MOF warns of Solidarity Payment scammers pretending to be government officials

The Ministry of Finance issued a warning about the scams in a Facebook post. PHOTO: MINISTRY OF FINANCE/FACEBOOK

SINGAPORE - Scammers are pretending to be Ministry of Finance (MOF) or government officials to trick the public into disclosing their bank account details to purportedly register for the Solidarity Package payout.

The MOF issued a warning about the scams in a Facebook post on Monday (April 13).

"MOF would never ask for (users') bank account details over the phone or via e-mail," the ministry said.

Online transactions with government agencies require users to log in with their SingPass, it added.

Deputy Prime Minister Heng Swee Keat urged the public to be wary of these scams, too. On Tuesday, he said on Facebook that government officers would also not ask for people's personal data over e-mail or over the phone.

Mr Heng said that he recently had to make a police report after coming across a scam using his image and name.

"We must remain vigilant against those who are unscrupulous and seeking to take advantage of our people, especially the vulnerable, during this period," he added.

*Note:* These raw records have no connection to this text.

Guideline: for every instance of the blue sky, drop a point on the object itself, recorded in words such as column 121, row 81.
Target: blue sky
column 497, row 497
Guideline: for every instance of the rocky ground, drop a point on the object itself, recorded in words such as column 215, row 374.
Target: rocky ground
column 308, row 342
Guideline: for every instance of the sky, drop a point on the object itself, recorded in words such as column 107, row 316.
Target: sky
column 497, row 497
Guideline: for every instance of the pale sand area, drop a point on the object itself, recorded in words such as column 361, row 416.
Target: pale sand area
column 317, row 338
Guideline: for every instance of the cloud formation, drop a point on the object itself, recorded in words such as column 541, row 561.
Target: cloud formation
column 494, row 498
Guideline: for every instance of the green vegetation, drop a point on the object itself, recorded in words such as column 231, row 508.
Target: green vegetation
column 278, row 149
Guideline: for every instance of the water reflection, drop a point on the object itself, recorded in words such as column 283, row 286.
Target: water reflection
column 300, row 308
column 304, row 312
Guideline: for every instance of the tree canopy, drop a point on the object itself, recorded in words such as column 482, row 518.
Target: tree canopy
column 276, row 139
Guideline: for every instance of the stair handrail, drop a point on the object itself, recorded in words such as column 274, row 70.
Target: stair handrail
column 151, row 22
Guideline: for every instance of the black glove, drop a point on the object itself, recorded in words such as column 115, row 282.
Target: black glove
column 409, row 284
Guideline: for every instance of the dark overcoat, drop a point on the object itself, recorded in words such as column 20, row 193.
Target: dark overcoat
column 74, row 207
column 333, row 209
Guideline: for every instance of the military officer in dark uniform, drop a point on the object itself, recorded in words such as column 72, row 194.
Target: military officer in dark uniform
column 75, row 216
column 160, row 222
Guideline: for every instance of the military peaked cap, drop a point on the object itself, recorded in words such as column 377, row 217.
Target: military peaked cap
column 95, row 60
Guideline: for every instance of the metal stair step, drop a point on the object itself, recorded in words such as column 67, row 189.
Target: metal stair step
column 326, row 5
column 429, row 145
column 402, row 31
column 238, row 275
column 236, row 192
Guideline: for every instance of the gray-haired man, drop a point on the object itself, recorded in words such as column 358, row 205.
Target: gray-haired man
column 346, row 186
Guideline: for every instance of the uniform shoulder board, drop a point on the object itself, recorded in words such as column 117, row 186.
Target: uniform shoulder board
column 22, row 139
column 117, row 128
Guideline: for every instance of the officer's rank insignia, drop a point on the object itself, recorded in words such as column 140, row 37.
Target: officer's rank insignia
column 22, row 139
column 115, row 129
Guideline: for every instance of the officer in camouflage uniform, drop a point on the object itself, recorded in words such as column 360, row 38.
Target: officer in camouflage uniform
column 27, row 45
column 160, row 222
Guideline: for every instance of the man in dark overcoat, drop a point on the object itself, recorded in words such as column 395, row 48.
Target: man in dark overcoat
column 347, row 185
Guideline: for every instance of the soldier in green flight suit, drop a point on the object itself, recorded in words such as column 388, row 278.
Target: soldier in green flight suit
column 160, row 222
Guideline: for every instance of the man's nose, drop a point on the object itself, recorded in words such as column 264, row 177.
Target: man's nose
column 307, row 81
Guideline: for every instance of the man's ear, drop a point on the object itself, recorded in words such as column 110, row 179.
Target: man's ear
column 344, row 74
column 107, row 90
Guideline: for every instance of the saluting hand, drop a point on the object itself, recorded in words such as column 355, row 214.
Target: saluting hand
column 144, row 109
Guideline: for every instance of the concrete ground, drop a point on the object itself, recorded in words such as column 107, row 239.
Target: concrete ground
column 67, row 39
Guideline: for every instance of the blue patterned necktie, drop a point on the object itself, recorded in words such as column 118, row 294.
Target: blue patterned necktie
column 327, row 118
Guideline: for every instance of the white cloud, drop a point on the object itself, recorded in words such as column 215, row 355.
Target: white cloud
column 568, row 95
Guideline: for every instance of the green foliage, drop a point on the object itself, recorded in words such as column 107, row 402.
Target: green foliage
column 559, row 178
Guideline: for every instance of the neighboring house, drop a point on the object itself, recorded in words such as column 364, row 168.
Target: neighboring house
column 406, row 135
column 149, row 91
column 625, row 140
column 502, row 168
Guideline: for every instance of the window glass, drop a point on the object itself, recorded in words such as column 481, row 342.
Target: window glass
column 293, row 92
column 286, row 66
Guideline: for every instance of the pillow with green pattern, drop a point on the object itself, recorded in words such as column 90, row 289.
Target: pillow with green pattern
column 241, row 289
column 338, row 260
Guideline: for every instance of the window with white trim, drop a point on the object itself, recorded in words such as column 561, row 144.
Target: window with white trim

"They divert valuable public resources, but the enforcement agencies will investigate, and if they are caught, we will press for deterrent sentences."

On April 6, the Government announced that all Singaporeans aged 21 and above will receive a one-off payout of $600 to tide them over the Covid-19 outbreak as it enhanced the payout for a second time in as many months.

Later on April 7, the Government said that permanent residents aged 21 and older with Singaporean parents, spouses or children will be eligible for a one-off payment of $300.

Eligible recipients of the Solidarity Payment who have not previously provided bank account details to the Government for such payouts should submit the details only through official websites.

Singapore citizens can do so at this website, and PRs can submit their details here.

In its Facebook post, MOF warned the public against responding to unfamiliar e-mails, text messages or phone calls purportedly from MOF concerning Budget 2020 benefits. They should also refrain from clicking on suspicious e-mail links.

Those who suspect they have fallen prey to a phishing scam should lodge a police report immediately, secure online accounts, and contact their banks if necessary.